Seitdem diese Linie klar ist, bewahrten die Spanier größtenteils einen kühlen Kopf. Psychologisch gesehen ergebe das Sinn, denn Angst und Irrationalität gewinnen vor allem dann, wenn die Situation ungewiss und nicht kalkulierbar ist, erklärt die Psychologie-Studentin. Und beobachtet: Menschen haben eine erstaunliche Fähigkeit, sich an verschiedenste Situationen anzupassen, doch das können sie nur, wenn sie wissen, was auf sie zukommt.
Und das ist nun klar: Die Wohnung darf nur verlassen werden, um einkaufen oder zur Apotheke zu gehen. Wer von der Polizei beim Spazierengehen erwischt wird, muss mit hohen Geldstrafen rechnen. Klar, ist es seltsam, Spaniens sonst so vor Leben gefüllte Straßen menschenleer zu sehen.
In Salamanca gibt es Lebensmittel im Überfluss
Selbstverständlich verkrampfe sich der Magen beim Anblick von Polizisten, wenn man zum Einkaufen einen längeren Weg nimmt als nötig und in Gedanken schon mit Erklärungen ringt. Und natürlich gebe es einem ein mulmiges Gefühl, nicht zu wissen, wie lang man noch in seiner kleinen Wohnung ausharren muss.

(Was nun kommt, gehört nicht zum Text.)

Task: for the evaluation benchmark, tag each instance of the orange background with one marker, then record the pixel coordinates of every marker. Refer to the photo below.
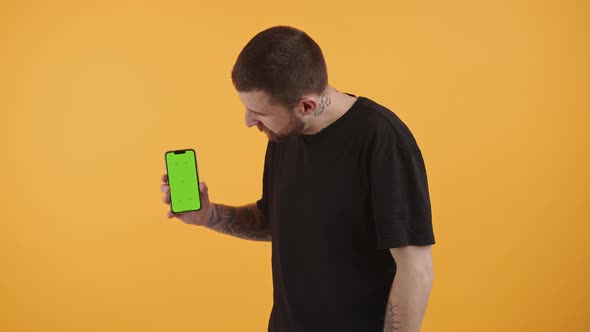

Doch jetzt, wo den Spaniern eine klare Strategie versprochen wurde und alle an einem Strang ziehen, sei die Panik im Alltag so gut wie verschwunden, beobachtet Förster. In den Supermärkten gebe es Lebensmittel im Überfluss, Hamstereinkäufe seien in Salamanca kaum zu beobachten.
Sorge vor langfristigen Konsequenten
In Försters Bekanntenkreis ist die irrationale Panik und Angespanntheit von letzter Woche nun der Sorge vor langfristigen Konsequenzen gewichen. Denn noch spürbar sind die Folgen der Wirtschaftskrise von 2008.
Jeder dritte Jugendliche und junge Erwachsene ist, oft trotz guter Ausbildung, arbeitslos. Försters Mitbewohnerin und einige ihrer Freunde wurden in der vergangenen Woche gekündigt, Stipendiaten wurden die Zuschüsse gestrichen.
Die allgemeine Stimmung passe sich dem grauen Himmel in Salamanca an: Gedrückt, etwas deprimiert, ein wenig ängstlich. Trotzdem seien Försters spanische Mitbewohnerinnen sogar etwas stolz auf die Konsequenz und Entschiedenheit der spanischen Politiker, auf die sie sonst so schimpfen.
Zum ersten Mal schauten sie nicht mehr auf zum deutschen System, das sie für gewöhnlich als vorbildlich erachten.